All LLM Models

Browse 719 LLM models with VRAM requirements, quantization options, and hardware compatibility.

Featured only

Understanding LLM VRAM Requirements

How much VRAM you need depends on the model size and quantization level. Quantization reduces the precision of model weights, trading small quality losses for significantly lower VRAM usage. For example, a 7B parameter model needs ~14 GB at FP16 but only ~4 GB at Q4_K_M quantization.

Llama 3.1 Nemotron 70B Instruct HF

NVIDIA · 70.6B · runs from 20.4 GB

Llama 3.1 Nemotron 70B Instruct is a 70-billion parameter chat model by NVIDIA, created by applying reinforcement learning from human feedback (RLHF) to Meta's Llama 3.1 70B base model. NVIDIA's Nemotron training pipeline focuses on improving helpfulness, accuracy, and response quality beyond the standard Llama instruction tuning. The model requires substantial VRAM for local inference, typically needing multi-GPU setups or high-end professional GPUs.

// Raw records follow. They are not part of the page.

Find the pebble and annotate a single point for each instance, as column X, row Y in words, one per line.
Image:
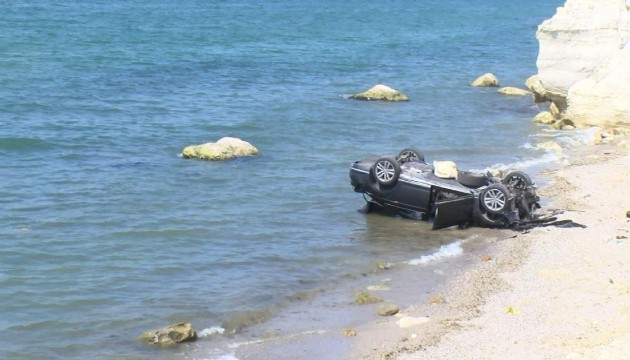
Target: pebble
column 412, row 321
column 387, row 309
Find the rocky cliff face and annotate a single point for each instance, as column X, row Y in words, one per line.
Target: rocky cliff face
column 584, row 61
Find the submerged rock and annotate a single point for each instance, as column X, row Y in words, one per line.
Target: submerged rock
column 508, row 90
column 381, row 92
column 409, row 321
column 487, row 79
column 550, row 145
column 174, row 334
column 366, row 298
column 584, row 61
column 225, row 148
column 387, row 309
column 544, row 117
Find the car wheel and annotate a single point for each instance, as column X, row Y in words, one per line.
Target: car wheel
column 472, row 179
column 517, row 180
column 386, row 170
column 494, row 199
column 409, row 155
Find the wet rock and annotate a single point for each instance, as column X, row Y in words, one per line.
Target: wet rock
column 485, row 80
column 535, row 86
column 508, row 90
column 387, row 309
column 378, row 288
column 381, row 92
column 564, row 124
column 409, row 321
column 544, row 117
column 224, row 149
column 366, row 298
column 550, row 145
column 174, row 334
column 555, row 111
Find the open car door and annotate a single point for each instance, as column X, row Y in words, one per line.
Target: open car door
column 450, row 212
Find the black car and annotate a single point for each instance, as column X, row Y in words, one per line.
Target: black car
column 406, row 184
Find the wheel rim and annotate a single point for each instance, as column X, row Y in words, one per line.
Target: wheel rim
column 494, row 199
column 384, row 171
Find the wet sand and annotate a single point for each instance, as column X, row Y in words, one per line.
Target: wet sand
column 547, row 293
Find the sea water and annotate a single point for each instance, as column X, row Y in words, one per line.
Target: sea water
column 107, row 231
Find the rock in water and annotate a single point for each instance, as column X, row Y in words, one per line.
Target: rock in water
column 487, row 79
column 584, row 61
column 366, row 298
column 225, row 148
column 387, row 309
column 174, row 334
column 508, row 90
column 381, row 92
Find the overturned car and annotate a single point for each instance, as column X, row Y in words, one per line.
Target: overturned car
column 407, row 185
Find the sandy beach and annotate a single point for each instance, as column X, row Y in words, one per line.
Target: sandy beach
column 547, row 293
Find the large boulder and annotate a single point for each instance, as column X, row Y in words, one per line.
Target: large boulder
column 584, row 61
column 487, row 79
column 381, row 92
column 174, row 334
column 225, row 148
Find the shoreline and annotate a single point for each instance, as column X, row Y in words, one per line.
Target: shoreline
column 533, row 298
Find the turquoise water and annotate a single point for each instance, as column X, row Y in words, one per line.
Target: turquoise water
column 108, row 232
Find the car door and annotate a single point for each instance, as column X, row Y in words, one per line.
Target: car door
column 454, row 211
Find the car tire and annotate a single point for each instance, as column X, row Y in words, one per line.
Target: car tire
column 410, row 154
column 494, row 198
column 472, row 179
column 517, row 180
column 386, row 171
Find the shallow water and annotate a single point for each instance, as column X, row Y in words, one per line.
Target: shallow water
column 108, row 232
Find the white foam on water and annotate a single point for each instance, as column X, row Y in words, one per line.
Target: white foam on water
column 445, row 251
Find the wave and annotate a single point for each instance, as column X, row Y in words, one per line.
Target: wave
column 24, row 143
column 445, row 251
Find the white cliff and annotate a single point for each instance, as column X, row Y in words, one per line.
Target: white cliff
column 584, row 61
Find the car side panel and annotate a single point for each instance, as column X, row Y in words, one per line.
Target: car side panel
column 450, row 212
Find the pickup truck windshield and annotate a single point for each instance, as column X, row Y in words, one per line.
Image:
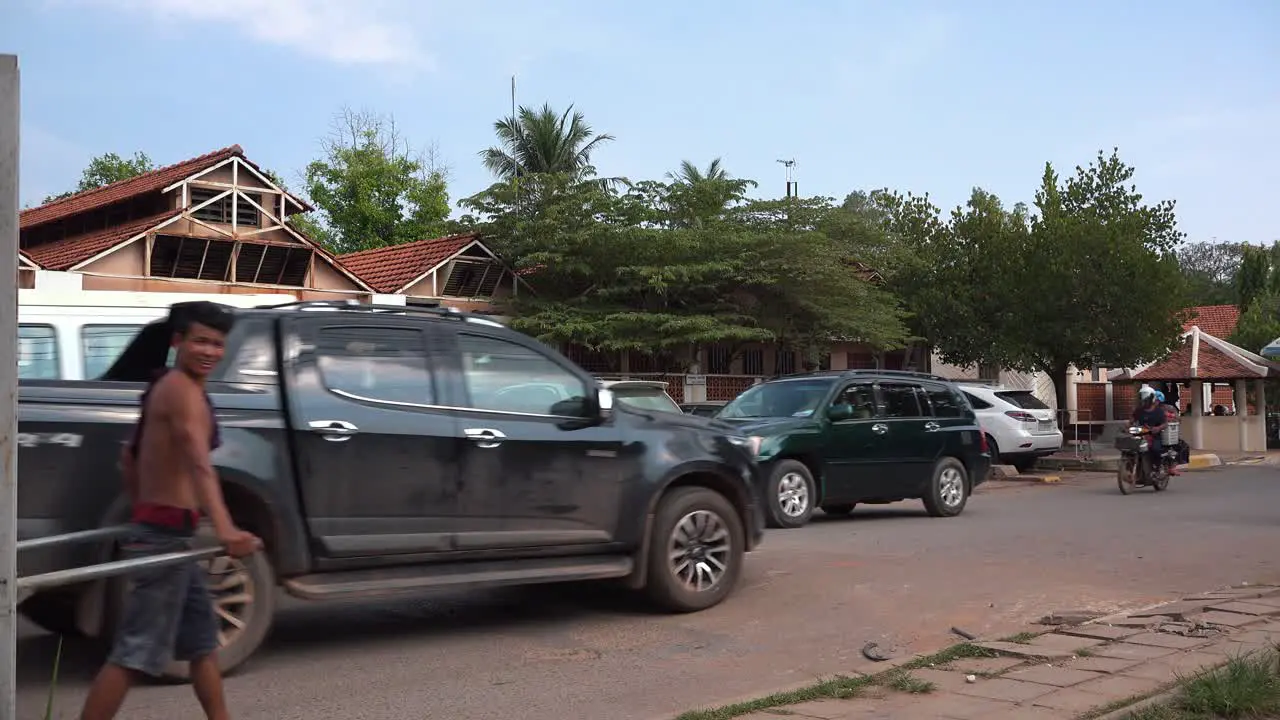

In quantized formats it becomes accessible on workstation-class hardware. It is available in Hugging Face Transformers format and is supported by popular inference engines.

Moonlight 16B A3B Instruct

Moonshot AI · 16.0B · runs from 5.1 GB

Moonlight 16B A3B Instruct is a 16.0B-parameter open language model from Moonshot AI in the Moonlight family. It supports a context window of up to 8,192 tokens. See its VRAM requirements by quantization and which GPUs and Macs can run it locally below.

Granite 4.0 Micro

IBM · 3.4B · runs from 1.4 GB

Granite 4.0 Micro is a 3.4B-parameter open language model from IBM in the Granite family. It supports a context window of up to 131,072 tokens. See its VRAM requirements by quantization and which GPUs and Macs can run it locally below.

Gemma 4 31B IT Qat Q4 0 Unquantized Assistant

Google · 31B · runs from 13.5 GB

Gemma 4 31B IT Qat Q4 0 Unquantized Assistant is a 31B-parameter open language model from Google in the Gemma 4 family. It supports a context window of up to 131,072 tokens. See its VRAM requirements by quantization and which GPUs and Macs can run it locally below.

Qwen2.5 Coder 1.5B

Alibaba · 1.5B · runs from 1 GB

Qwen2.5 Coder 1.5B is a 1.5-billion parameter code-specialized model from Alibaba Cloud's Qwen 2.5 Coder series. It is the smallest Coder variant that balances meaningful code generation capability with extremely low resource requirements, running on GPUs with as little as 2-4GB of VRAM. The model is suitable for lightweight code completion, simple code generation tasks, and as a compact local coding assistant in resource-constrained environments. It supports a 128K token context window. Released under the Apache 2.0 license.

Pantheon Reasoning 27B

Gryphe · 27.8B · runs from 8.4 GB

Pantheon Reasoning 27B is a 27.8B-parameter open language model from Gryphe. It supports a context window of up to 262,144 tokens. See its VRAM requirements by quantization and which GPUs and Macs can run it locally below.

ChatRoleplayReasoning

Nanbeige4.1 3B

Nanbeige · 3.9B · runs from 2.1 GB

Nanbeige4.1 3B is a compact chat model from Nanbeige, a Chinese AI startup focused on building efficient small-scale language models. At just under 4 billion parameters, it is designed to run on virtually any modern GPU or even on CPU, making it one of the more accessible options for users with limited hardware. Despite its small size, it handles basic conversation, simple reasoning, and Chinese-English bilingual tasks, serving as a practical entry point for local LLM experimentation.

Starcoder2 15B

BigCode · 16.0B · runs from 7.3 GB

Starcoder2 15B is a 16.0B-parameter open language model from BigCode in the StarCoder family. It supports a context window of up to 16,384 tokens. See its VRAM requirements by quantization and which GPUs and Macs can run it locally below.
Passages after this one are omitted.